Edith Sampson

Edith Sampson

On October 13, 1898, Edith Sampson was born in Pittsburgh, the first black woman elected judge to a municipal court. She was born Edith Spurlock, one of seven children.

Her father, Louis Spurlock, earned $75 per month as a shipping clerk in a cleaning, pressing, and dyeing business. Her mother, Elizabeth Spurlock, worked at home making buckram hat frames and twisting switches of false hair.

Edith graduated from Peabody High School, and three years later married Rufus Sampson, a field agent for the Tuskegee Institute. She also attended the New York School of Social Work. There, one of her instructors was George W. Kirchwey, also a professor at Columbia University Law School. After distinguishing herself in his criminology class, he told her she had the talent to be a lawyer. 

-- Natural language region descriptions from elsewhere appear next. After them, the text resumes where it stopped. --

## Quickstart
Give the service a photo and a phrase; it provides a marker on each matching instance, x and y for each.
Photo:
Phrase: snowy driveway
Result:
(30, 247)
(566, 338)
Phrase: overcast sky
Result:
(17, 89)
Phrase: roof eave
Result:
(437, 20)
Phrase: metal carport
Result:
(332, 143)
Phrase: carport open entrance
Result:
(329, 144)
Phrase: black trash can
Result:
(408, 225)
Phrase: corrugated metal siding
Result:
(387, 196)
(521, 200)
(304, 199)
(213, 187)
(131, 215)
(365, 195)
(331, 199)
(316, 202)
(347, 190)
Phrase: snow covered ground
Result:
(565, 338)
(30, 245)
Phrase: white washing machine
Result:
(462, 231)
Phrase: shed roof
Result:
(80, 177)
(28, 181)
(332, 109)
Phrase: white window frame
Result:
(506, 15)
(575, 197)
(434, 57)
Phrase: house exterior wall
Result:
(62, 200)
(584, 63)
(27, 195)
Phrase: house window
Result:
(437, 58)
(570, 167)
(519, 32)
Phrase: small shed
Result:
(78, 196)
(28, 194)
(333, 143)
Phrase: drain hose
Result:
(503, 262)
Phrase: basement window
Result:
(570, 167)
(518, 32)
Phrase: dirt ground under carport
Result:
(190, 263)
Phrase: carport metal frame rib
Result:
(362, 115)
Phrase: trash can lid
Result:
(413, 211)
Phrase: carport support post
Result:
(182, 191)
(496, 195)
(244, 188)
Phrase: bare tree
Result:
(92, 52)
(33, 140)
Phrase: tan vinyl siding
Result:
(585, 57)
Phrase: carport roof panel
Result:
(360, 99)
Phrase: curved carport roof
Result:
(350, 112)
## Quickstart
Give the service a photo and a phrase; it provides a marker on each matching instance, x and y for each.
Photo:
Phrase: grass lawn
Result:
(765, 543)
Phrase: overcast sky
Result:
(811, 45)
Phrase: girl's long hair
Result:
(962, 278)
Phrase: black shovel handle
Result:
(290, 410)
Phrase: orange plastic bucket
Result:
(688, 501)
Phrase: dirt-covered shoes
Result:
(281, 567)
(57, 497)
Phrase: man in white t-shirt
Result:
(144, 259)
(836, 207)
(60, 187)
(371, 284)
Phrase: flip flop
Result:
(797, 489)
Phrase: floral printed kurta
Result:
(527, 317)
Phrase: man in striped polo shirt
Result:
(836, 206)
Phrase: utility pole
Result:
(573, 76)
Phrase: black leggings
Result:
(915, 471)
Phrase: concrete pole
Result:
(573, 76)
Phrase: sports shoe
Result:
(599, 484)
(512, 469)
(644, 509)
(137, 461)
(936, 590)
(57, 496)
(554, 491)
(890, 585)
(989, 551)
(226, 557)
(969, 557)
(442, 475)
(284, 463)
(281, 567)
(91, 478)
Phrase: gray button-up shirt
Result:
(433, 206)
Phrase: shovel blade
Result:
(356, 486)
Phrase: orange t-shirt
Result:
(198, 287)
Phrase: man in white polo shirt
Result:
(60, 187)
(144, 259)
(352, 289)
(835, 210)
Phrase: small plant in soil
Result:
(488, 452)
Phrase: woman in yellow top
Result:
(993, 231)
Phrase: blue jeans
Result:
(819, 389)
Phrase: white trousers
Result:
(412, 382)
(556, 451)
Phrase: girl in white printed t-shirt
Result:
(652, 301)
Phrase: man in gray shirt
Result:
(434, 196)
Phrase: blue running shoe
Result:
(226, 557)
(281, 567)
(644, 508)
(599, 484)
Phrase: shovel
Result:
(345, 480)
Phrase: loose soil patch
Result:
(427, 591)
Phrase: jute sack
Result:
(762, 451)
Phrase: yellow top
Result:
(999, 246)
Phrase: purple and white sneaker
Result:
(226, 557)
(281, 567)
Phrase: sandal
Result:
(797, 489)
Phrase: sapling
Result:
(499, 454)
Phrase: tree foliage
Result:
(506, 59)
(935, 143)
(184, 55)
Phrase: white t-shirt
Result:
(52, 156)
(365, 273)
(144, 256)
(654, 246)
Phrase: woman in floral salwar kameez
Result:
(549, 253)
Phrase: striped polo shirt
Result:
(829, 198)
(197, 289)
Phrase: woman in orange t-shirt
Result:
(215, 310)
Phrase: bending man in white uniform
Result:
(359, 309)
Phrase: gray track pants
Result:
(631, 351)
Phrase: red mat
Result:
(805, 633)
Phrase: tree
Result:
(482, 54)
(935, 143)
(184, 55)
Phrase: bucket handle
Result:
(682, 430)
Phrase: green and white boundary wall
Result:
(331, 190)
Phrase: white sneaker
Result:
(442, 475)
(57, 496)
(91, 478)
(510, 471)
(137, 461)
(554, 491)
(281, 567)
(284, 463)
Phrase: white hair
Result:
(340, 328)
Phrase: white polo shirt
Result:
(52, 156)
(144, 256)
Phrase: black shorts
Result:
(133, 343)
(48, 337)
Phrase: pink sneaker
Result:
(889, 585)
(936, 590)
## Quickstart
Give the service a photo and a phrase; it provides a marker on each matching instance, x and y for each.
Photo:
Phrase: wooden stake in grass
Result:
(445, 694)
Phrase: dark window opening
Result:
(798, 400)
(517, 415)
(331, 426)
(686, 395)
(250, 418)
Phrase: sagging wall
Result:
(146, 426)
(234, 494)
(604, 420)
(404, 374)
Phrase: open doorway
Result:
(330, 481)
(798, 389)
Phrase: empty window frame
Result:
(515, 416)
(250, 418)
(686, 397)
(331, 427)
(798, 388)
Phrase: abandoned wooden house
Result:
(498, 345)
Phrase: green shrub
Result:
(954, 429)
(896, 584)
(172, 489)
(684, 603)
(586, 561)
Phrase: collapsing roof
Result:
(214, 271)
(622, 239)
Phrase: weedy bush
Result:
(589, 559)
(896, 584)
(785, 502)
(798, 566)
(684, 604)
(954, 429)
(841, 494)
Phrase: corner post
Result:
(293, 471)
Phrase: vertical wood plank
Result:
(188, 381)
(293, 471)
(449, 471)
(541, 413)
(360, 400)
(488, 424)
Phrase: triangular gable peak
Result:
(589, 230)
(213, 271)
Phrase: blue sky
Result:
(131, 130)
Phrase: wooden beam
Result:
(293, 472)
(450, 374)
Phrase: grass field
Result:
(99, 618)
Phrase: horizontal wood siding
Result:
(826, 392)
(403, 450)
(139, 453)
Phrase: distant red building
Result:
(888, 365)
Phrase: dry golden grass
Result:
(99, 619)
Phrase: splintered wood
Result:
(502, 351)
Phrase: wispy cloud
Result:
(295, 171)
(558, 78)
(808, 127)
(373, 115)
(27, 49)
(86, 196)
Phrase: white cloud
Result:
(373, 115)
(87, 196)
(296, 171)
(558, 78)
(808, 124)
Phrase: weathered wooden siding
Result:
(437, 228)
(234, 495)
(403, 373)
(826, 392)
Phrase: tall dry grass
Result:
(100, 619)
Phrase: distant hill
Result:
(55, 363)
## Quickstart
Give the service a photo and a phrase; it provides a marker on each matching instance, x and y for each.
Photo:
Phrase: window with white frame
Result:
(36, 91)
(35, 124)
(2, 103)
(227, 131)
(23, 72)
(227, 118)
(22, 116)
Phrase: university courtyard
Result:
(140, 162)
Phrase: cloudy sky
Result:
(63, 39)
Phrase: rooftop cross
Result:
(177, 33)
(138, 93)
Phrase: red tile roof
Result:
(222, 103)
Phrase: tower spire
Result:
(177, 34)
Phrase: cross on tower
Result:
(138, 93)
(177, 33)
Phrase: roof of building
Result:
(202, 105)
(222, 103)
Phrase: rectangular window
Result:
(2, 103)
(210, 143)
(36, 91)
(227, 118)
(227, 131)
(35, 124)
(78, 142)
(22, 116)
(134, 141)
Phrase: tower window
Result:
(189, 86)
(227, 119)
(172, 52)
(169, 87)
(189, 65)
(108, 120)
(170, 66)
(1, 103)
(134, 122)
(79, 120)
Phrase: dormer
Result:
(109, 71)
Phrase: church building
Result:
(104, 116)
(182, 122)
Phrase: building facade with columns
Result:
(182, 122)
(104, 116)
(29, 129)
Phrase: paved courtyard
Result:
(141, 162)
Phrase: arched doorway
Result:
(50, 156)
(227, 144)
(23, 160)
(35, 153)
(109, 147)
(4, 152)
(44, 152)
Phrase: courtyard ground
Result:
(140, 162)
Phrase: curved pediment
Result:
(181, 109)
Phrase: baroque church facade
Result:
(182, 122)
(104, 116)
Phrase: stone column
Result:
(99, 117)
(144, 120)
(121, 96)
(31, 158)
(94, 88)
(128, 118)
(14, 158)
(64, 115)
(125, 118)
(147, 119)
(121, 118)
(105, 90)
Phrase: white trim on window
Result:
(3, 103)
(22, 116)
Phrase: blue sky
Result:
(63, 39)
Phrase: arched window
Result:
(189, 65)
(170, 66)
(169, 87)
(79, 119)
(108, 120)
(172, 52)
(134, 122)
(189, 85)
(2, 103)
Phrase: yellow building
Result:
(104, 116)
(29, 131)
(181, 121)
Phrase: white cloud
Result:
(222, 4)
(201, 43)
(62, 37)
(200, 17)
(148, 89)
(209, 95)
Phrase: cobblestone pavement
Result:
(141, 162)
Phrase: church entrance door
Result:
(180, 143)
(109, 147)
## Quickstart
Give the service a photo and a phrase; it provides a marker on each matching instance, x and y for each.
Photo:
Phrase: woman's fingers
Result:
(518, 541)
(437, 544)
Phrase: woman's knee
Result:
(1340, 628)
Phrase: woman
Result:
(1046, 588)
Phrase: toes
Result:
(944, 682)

In 1927, Sampson was the first woman to receive a law degree from Loyola University. Although Sampson found that many of her male colleagues, particularly white men, were “exceedingly cool” to her, she also found that judges would often bend over backwards to compensate for this churlishness.

In terms of her courtroom manner, in her own words, she said, “I talk from my heart and let the law take care of itself.” In 1947, Sampson was appointed to serve as an assistant state’s attorney in Cook County. By that time, she was affiliated with a number of organizations, including the Women’s Progressive Committee (she served as its president), the Chicago Professional Women’s Club (president), the Afro-World Fellowship (also its president), the South Side Boy’s Club, the South Side Community Center, the NAACP, the League of Women Voters, the Chicago Urban League, and the National Council of Negro Women (she chaired its executive committee).

Sampson also was the first black woman named delegate to the United Nations (1950 to 1953). In 1962, at an age where most people would probably retire, Sampson sought election as a judge on the Chicago Municipal Court. As a Democrat in Chicago at that time and as a friend of Mayor Richard Daley, she had no difficulty in being elected. Mrs. Sampson retired from the bench in 1978. The following year, in 1979, she died.